Users can now configure cloud storage connections by providing storage options in the plugin configuration:

{                                                                                                                                                                                                           
  dbPath: s3://my-bucket/path,                                                                                                                                                                              
  storageOptions: {
    access_key_id: your-key,
    secret_access_key: your-secret,
    aws_endpoint: bucket endpoint,
  }                                                                                                                                                                                                         
}                                                                                                                                                                                                           

This enables the plugin to work with LanceDB Cloud, S3-backed storage, and other remote storage backends without requiring local filesystem access.

@ddupg
Copy link
Author

ddupg commented Mar 7, 2026

Would @win4r mind reviewing this PR when you get a chance?

Copy link
Collaborator

@rwmjhb rwmjhb left a comment

Choose a reason for hiding this comment

The reason will be displayed to describe this comment to others. Learn more.

Thanks for this contribution — cloud storage is a natural extension and the implementation is well-structured. The three-layer plumbing (schema → config parse → store) is clean and the lancedb.connect() signature usage is correct. A few items need attention:

Must fix

1. storageOptions values don't go through resolveEnvVars() (Critical — security)

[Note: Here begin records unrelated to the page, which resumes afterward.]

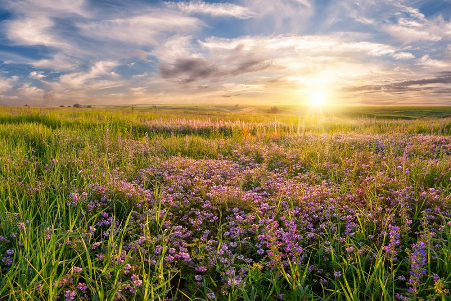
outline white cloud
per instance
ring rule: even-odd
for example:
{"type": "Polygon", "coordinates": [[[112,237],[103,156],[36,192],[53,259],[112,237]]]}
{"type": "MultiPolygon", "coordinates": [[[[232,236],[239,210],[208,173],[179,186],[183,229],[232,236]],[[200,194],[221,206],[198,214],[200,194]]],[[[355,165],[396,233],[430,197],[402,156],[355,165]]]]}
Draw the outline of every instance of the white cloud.
{"type": "Polygon", "coordinates": [[[393,57],[395,60],[408,60],[414,58],[415,56],[410,52],[398,52],[395,54],[393,57]]]}
{"type": "Polygon", "coordinates": [[[391,36],[405,43],[419,41],[437,42],[441,40],[441,37],[439,36],[415,28],[390,24],[382,26],[382,28],[391,36]]]}
{"type": "Polygon", "coordinates": [[[438,68],[446,68],[451,67],[451,62],[431,59],[428,54],[425,54],[418,59],[417,65],[425,67],[436,67],[438,68]]]}
{"type": "MultiPolygon", "coordinates": [[[[191,32],[202,24],[195,18],[168,12],[156,12],[129,18],[79,23],[78,26],[87,37],[102,41],[120,41],[130,47],[131,45],[158,45],[168,35],[191,32]]],[[[120,45],[116,44],[115,46],[120,45]]]]}
{"type": "Polygon", "coordinates": [[[34,78],[35,79],[41,79],[42,78],[44,78],[46,77],[47,76],[43,74],[43,72],[42,71],[32,71],[30,73],[30,74],[28,75],[28,77],[30,78],[34,78]]]}
{"type": "Polygon", "coordinates": [[[122,84],[117,82],[119,76],[113,70],[117,62],[99,61],[92,64],[89,71],[73,72],[60,76],[54,85],[57,90],[106,89],[122,84]]]}
{"type": "MultiPolygon", "coordinates": [[[[298,0],[304,1],[306,0],[298,0]]],[[[232,17],[239,19],[255,18],[257,14],[249,8],[232,3],[207,3],[202,1],[168,2],[170,8],[178,8],[186,14],[205,14],[214,17],[232,17]]]]}

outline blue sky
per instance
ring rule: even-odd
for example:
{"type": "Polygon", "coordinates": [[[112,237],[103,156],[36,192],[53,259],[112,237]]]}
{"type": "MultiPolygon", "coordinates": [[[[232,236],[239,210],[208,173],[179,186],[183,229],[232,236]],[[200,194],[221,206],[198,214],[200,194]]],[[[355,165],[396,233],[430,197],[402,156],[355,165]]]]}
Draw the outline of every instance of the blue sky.
{"type": "Polygon", "coordinates": [[[451,0],[0,0],[0,104],[451,104],[451,0]]]}

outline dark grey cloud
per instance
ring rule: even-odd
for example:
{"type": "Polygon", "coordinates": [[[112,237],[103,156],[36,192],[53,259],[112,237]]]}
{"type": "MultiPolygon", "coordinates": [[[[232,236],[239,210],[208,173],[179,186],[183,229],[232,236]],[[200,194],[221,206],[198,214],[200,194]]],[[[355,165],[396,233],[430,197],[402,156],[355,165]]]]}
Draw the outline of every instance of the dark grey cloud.
{"type": "Polygon", "coordinates": [[[451,72],[444,71],[436,74],[433,77],[417,80],[405,80],[388,84],[380,85],[366,85],[348,87],[342,89],[344,92],[374,92],[384,91],[395,93],[403,91],[434,90],[437,92],[448,89],[440,89],[437,87],[415,87],[412,86],[422,86],[431,84],[451,84],[451,72]]]}
{"type": "Polygon", "coordinates": [[[161,62],[158,70],[161,76],[187,84],[199,80],[217,81],[251,72],[263,71],[273,65],[271,61],[250,58],[229,66],[216,65],[197,58],[179,58],[172,62],[161,62]]]}

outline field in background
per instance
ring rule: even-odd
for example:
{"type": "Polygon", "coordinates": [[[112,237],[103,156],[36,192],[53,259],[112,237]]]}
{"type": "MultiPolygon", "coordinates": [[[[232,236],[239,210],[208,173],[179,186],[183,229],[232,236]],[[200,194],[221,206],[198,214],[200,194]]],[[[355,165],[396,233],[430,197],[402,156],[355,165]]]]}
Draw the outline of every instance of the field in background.
{"type": "Polygon", "coordinates": [[[0,298],[447,300],[451,107],[0,107],[0,298]]]}

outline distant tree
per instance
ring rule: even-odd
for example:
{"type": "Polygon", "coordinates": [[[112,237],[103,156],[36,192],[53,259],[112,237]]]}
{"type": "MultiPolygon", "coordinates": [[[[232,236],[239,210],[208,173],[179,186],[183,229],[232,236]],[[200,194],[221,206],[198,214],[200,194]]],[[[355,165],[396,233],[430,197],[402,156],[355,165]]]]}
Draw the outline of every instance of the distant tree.
{"type": "Polygon", "coordinates": [[[268,112],[271,114],[276,114],[279,112],[279,109],[277,106],[271,107],[270,109],[268,110],[268,112]]]}

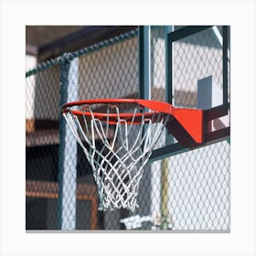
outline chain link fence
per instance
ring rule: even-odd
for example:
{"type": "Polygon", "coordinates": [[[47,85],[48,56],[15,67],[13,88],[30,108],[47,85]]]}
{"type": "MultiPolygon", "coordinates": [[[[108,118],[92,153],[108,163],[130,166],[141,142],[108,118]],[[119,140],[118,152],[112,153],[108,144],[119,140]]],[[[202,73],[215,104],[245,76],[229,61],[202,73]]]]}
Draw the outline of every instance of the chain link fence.
{"type": "MultiPolygon", "coordinates": [[[[221,36],[220,27],[216,31],[221,36]]],[[[209,28],[174,43],[174,105],[196,108],[197,80],[208,76],[221,91],[221,40],[216,31],[209,28]]],[[[151,91],[157,101],[166,97],[165,35],[165,27],[151,27],[151,91]]],[[[60,105],[138,98],[138,40],[135,29],[26,73],[27,229],[229,230],[227,141],[149,163],[134,212],[98,211],[91,167],[61,123],[60,105]]],[[[163,134],[156,147],[165,143],[163,134]]]]}

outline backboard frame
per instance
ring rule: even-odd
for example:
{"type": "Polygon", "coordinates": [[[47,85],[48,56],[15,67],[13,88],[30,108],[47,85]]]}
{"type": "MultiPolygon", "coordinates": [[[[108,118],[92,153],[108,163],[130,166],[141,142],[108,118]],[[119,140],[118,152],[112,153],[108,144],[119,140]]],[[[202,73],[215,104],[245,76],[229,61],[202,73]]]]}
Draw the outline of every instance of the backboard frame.
{"type": "MultiPolygon", "coordinates": [[[[213,28],[214,26],[187,26],[178,30],[175,30],[166,33],[165,44],[166,44],[166,72],[165,72],[165,101],[173,104],[173,43],[204,31],[206,29],[213,28]]],[[[227,115],[229,111],[229,26],[222,26],[222,83],[223,83],[223,99],[222,104],[214,108],[210,108],[204,111],[205,123],[217,119],[219,117],[227,115]]],[[[207,125],[205,125],[207,127],[207,125]]],[[[179,143],[172,143],[173,139],[170,135],[166,135],[165,145],[153,151],[149,162],[160,160],[171,155],[185,153],[203,147],[211,144],[215,144],[223,140],[227,140],[230,143],[230,127],[225,127],[223,129],[210,132],[205,131],[204,143],[194,148],[187,148],[181,145],[179,143]]]]}

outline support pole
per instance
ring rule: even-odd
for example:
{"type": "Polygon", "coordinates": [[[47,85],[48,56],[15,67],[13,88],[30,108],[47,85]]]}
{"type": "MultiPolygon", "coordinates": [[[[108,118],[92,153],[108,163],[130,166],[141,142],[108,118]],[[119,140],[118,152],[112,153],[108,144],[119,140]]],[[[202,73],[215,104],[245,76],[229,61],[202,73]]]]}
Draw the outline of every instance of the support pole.
{"type": "Polygon", "coordinates": [[[150,26],[139,27],[139,98],[151,99],[150,26]]]}
{"type": "MultiPolygon", "coordinates": [[[[60,64],[60,106],[78,99],[79,59],[60,64]]],[[[77,142],[64,118],[59,122],[59,229],[76,229],[77,142]]]]}

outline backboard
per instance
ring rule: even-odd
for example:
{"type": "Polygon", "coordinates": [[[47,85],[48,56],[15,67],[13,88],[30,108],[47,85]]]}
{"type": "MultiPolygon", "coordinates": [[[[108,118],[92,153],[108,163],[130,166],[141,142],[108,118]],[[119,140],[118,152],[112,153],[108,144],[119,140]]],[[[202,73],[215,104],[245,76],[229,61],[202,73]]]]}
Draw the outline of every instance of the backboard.
{"type": "MultiPolygon", "coordinates": [[[[205,111],[204,143],[197,147],[222,140],[229,143],[229,27],[156,27],[150,31],[148,95],[153,100],[162,98],[175,107],[205,111]],[[164,45],[161,59],[159,48],[164,45]],[[165,70],[162,74],[154,70],[156,67],[159,70],[161,62],[165,70]]],[[[181,145],[166,132],[151,161],[188,150],[191,148],[181,145]]]]}

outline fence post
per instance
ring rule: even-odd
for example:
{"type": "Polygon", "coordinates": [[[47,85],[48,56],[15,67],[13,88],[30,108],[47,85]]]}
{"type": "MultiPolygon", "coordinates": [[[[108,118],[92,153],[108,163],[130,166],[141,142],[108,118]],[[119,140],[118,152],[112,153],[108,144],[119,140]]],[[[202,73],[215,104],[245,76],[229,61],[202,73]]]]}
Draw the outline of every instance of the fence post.
{"type": "MultiPolygon", "coordinates": [[[[60,64],[60,106],[77,101],[78,71],[78,58],[68,60],[64,54],[60,64]]],[[[71,230],[76,229],[77,142],[62,116],[59,157],[59,229],[71,230]]]]}

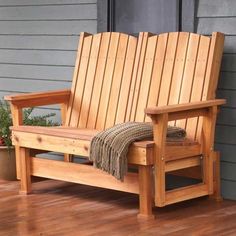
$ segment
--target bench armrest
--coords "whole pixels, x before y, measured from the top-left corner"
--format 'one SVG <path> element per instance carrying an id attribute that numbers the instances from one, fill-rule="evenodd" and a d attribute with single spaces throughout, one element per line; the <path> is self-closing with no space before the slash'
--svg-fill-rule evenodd
<path id="1" fill-rule="evenodd" d="M 4 99 L 18 108 L 25 108 L 67 103 L 69 101 L 70 93 L 71 91 L 69 89 L 65 89 L 48 92 L 16 94 L 5 96 Z"/>
<path id="2" fill-rule="evenodd" d="M 168 114 L 168 120 L 184 119 L 190 117 L 204 116 L 209 108 L 223 105 L 225 99 L 214 99 L 200 102 L 189 102 L 176 105 L 167 105 L 160 107 L 149 107 L 145 109 L 145 113 L 154 118 L 158 115 Z"/>

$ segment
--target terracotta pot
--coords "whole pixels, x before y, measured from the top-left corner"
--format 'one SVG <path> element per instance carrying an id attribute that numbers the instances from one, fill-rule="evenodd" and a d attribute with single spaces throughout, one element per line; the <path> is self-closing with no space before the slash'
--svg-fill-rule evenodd
<path id="1" fill-rule="evenodd" d="M 0 146 L 0 179 L 16 180 L 15 149 Z"/>

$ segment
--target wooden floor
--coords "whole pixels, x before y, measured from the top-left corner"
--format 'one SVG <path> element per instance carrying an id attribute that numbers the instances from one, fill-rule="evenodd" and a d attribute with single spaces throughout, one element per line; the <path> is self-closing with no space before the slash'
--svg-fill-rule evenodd
<path id="1" fill-rule="evenodd" d="M 141 221 L 133 194 L 46 180 L 34 194 L 18 195 L 19 183 L 0 180 L 0 235 L 236 235 L 236 202 L 207 198 L 155 209 Z"/>

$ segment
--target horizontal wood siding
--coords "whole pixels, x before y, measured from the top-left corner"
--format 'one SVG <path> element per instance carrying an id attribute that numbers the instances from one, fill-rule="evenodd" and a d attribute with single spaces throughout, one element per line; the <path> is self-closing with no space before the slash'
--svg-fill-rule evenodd
<path id="1" fill-rule="evenodd" d="M 236 200 L 236 1 L 198 0 L 196 32 L 226 34 L 217 97 L 226 98 L 216 129 L 216 149 L 221 151 L 223 197 Z"/>
<path id="2" fill-rule="evenodd" d="M 97 31 L 96 0 L 0 0 L 0 97 L 70 88 L 81 31 Z"/>

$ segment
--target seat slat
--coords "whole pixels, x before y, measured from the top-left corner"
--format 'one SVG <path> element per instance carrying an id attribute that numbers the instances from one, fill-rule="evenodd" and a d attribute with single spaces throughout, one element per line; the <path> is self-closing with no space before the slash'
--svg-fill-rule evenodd
<path id="1" fill-rule="evenodd" d="M 98 117 L 96 121 L 96 129 L 104 129 L 105 120 L 108 107 L 108 98 L 110 95 L 110 89 L 112 85 L 113 74 L 115 70 L 116 55 L 119 45 L 119 33 L 111 33 L 111 41 L 107 58 L 107 67 L 104 75 L 104 82 L 101 91 L 101 100 L 98 108 Z"/>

Users will put AWS credentials (access_key_id, secret_access_key) in storageOptions. Currently parsePluginConfig() copies the raw object without calling resolveEnvVars() on each value, unlike apiKey and other sensitive fields. This forces users to hardcode secrets in their config file.

Fix: iterate over storageOptions entries and call resolveEnvVars() on each value before returning, so ${AWS_SECRET_ACCESS_KEY} works as expected.

2. CLI and migration don't receive storageOptions (High)

Several code paths call lancedb.connect() directly without storageOptions:

  • cli.ts — the reembed command opens the DB with a bare lancedb.connect(path)
  • src/migrate.tsloadLegacyData() and checkForLegacyData() do the same

These will silently fail against cloud buckets that require credentials. The "cloud storage support" story is incomplete without plumbing storageOptions through to these call sites (or at minimum exposing a CLI flag).

Should fix

3. uiHints missing sensitive: true (Medium)

The storageOptions uiHint should be marked "sensitive": true (like embedding.apiKey and retrieval.rerankApiKey), otherwise cloud credentials will show up in cleartext in OpenClaw's config UI and histories.

4. Cloud path detection is fragile (Medium)

dbPath.includes("://") can false-positive on Windows paths like C://lancedb or unusual directory names. Consider a stricter check like:

const isCloud = /^[a-z][a-z0-9+.-]*:\/\//i.test(dbPath.trim());

This ensures only real URI schemes (s3://, gs://, az://) bypass local path validation.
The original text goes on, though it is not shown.